This one is a bit of a shorter update, because there’s not a lot new to report. Outages remain frequent, and longer, like they did in March. Starlink announced that they would be rolling out an update that would allow the dish to change which satellite it’s connected to when it sees an obstruction. If that has made it to my dish, I haven’t noticed its effects.
And yet, even with my obstruction problems, Starlink is still nicer for most of my internet usage than my fixed wireless connection. I reconfirmed that in the middle of the month, when I felt like my Starlink connection was especially unstable. After two days of much slower internet (the large grey bands in the timeseries plot below), I returned to Starlink and have waited out the downtimes since. (Except for video calling, when the slow-but-connected fixed wireless still wins.)
I’m officially looking forward to writing my May update. Parts for a tower to raise Dishy out of tree obstruction territory should arrive on Monday. Fingers crossed that about a week from now, the shape of my outage graphs will change dramatically.
This month’s graphs are below. They cover noon on March 31 through just before midnight on April 30. A refresher on what they mean:
- Time series plot:
- Each square represents one second. There are 1200 seconds (20 minutes) in each line, so a day is 72 lines tall.

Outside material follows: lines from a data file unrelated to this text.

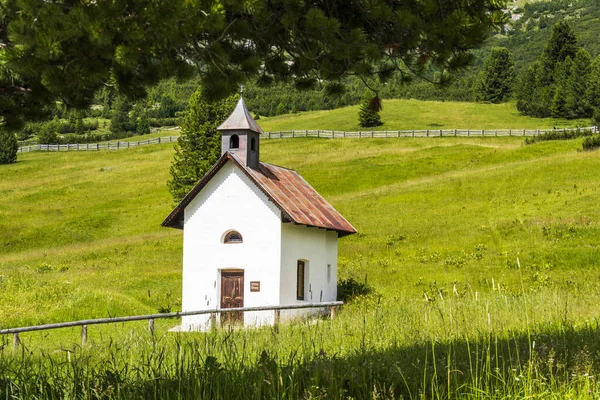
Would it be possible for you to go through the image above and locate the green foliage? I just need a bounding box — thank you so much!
[544,21,579,68]
[0,129,19,164]
[0,0,506,125]
[337,276,374,303]
[517,22,600,118]
[135,112,150,135]
[110,97,136,135]
[475,47,515,103]
[168,88,237,203]
[525,128,595,144]
[37,117,60,144]
[582,134,600,150]
[358,91,383,128]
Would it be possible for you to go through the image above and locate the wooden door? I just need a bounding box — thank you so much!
[221,271,244,323]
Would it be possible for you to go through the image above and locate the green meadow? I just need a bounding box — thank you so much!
[0,134,600,399]
[259,99,591,132]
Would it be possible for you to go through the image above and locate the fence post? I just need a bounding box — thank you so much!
[13,332,21,351]
[81,325,87,347]
[148,318,154,335]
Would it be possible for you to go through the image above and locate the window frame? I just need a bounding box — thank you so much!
[296,260,306,300]
[223,230,244,244]
[229,134,240,149]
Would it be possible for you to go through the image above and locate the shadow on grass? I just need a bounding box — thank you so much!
[0,324,600,399]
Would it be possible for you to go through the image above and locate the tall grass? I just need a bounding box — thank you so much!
[0,291,600,399]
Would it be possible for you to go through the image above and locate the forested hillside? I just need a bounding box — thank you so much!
[245,0,600,116]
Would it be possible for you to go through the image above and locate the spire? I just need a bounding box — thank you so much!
[217,97,263,133]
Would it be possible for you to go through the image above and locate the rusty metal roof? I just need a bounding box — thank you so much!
[162,152,356,237]
[217,97,263,133]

- White: connected. Red: Obstruction. Blue: Beta downtime (recently renamed “other” in the mobile app). Grey: no data (the dish rebooted, or my laptop was connected to the other network). Yellow: a special case of White, where the connection lasted for at least 30 minutes, without an outage lasting longer than 2 seconds.
- The height of each bar indicates the number of times an outage (or connection) was observed lasting the length of time indicated on the horizontal axis.
- Colors are the same as the time series plot, though now all connected durations are yellow (no more white), and all durations are plotted (not just greater than 30 minutes). Grey (no data) is also left out of this chart, mostly because the counts are so small compared to other fields, that they wouldn’t be visible.